In der italienischen Hauptstadt wird am 5. März in den Ausstellungshallen des Präsidentenpalasts eine große Schau über Raffael eröffnet. Der Publikumsmagnet in den Scuderien des Quirinalpalasts vereint unter dem Titel "Raffaello" mehr als 200 Gemälde und Zeichnungen, die nach Angaben der Organisatoren bisher noch nie gleichzeitig gezeigt wurden. Bis 2. Juni können die Werke Raffaels bewundert werden, als Leihgaben beigesteuert von den Uffizien, dem Louvre, der Wiener Albertina, dem British Museum in London, dem Prado in Madrid, der National Gallery of Art in Washington und dem Palais des Beaux-Arts in Lille.

Den Kuratoren der Ausstellung in Rom stand ein wissenschaftliches Komitee zur Seite, dem auch Albertina-Kurator Achim Gnann sowie die Direktorin der Vatikanischen Museen, Barbara Jatta, und Nicholas Penny, Ex-Direktor der Londoner National Gallery, angehörten. "Die Uffizien, in denen sich die größte Zahl von Gemälden und Zeichnungen konzentriert, haben sich mit Enthusiasmus an der Organisation der Feierlichkeiten zum 500. Todestags Raffaels beteiligt, um einen neuen Einblick in die römische Schaffensperiode des Künstlers zu bieten", sagte Direktor Eike Schmidt, der weiterhin das italienische Prestige-Haus leitet, statt wie ursprünglich paktiert an das Wiener Kunsthistorische Museum zu wechseln.

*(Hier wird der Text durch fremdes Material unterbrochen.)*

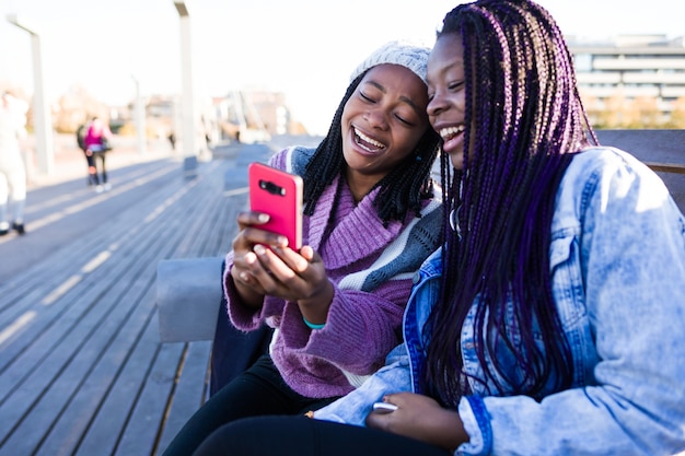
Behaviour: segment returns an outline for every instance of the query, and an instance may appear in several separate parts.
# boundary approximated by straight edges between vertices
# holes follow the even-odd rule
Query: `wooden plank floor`
[[[0,455],[161,454],[205,400],[211,344],[160,343],[155,273],[230,248],[240,176],[270,154],[236,148],[195,179],[179,162],[131,172],[115,190],[153,179],[136,203],[0,285]]]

Bis zum 19. Jänner läuft noch in Raffaels Geburtsstadt Urbino eine Ausstellung mit 83 Renaissance-Werken, 19 davon stammen vom Jahresjubilar selber. Die Schau mit dem Titel "Raffael und die Freunde von Urbino" hatte im Oktober die italienischen Veranstaltungen zum 500. Todestags des Künstlers eingeleitet. Ein ausgestelltes Männerporträt Raffaels stammt aus der Liechtenstein Sammlung in Wien. Die Schau wurde vom Linzer Kulturmanager Peter Aufreiter organisiert, der seit 2015 in Urbino die Nationalgalerie der Marken leitete und mit Jahresbeginn zum Technischen Museum in Wien gewechselt ist.

Dem Schaffen Raffaels in seinen Jugendjahren ist eine Ausstellung in Città di Castello nahe der umbrischen Hauptstadt Perugia gewidmet, die im Oktober 2020 eingeweiht wird. In Città di Castello vollendete Raffael 1504 für die Kirche San Francesco sein frühes Meisterwerk "Die Vermählung der Maria". Mit diesem Gemälde übertraf er seinen Lehrer Perugino, der zur selben Zeit ebenfalls eine Vermählung Mariä malte. Vier Gemälde schuf Raffael in der umbrischen Stadt.

Der nächste Anlass wartet schon

Nach dem Leonardo- und Raffael-Jahr ist in Italien das Ende der Gedenkfahnenstange übrigens noch nicht erreicht: 2021 wird ganz im Zeichen des italienischen Nationaldichters Dante Alighieri (1265-1321) anlässlich dessen 700. Todestags stehen. Florenz, die Heimatstadt des Verfassers der "Göttlichen Komödie", arbeitet bereits an einem umfangreichen Veranstaltungsprogramm.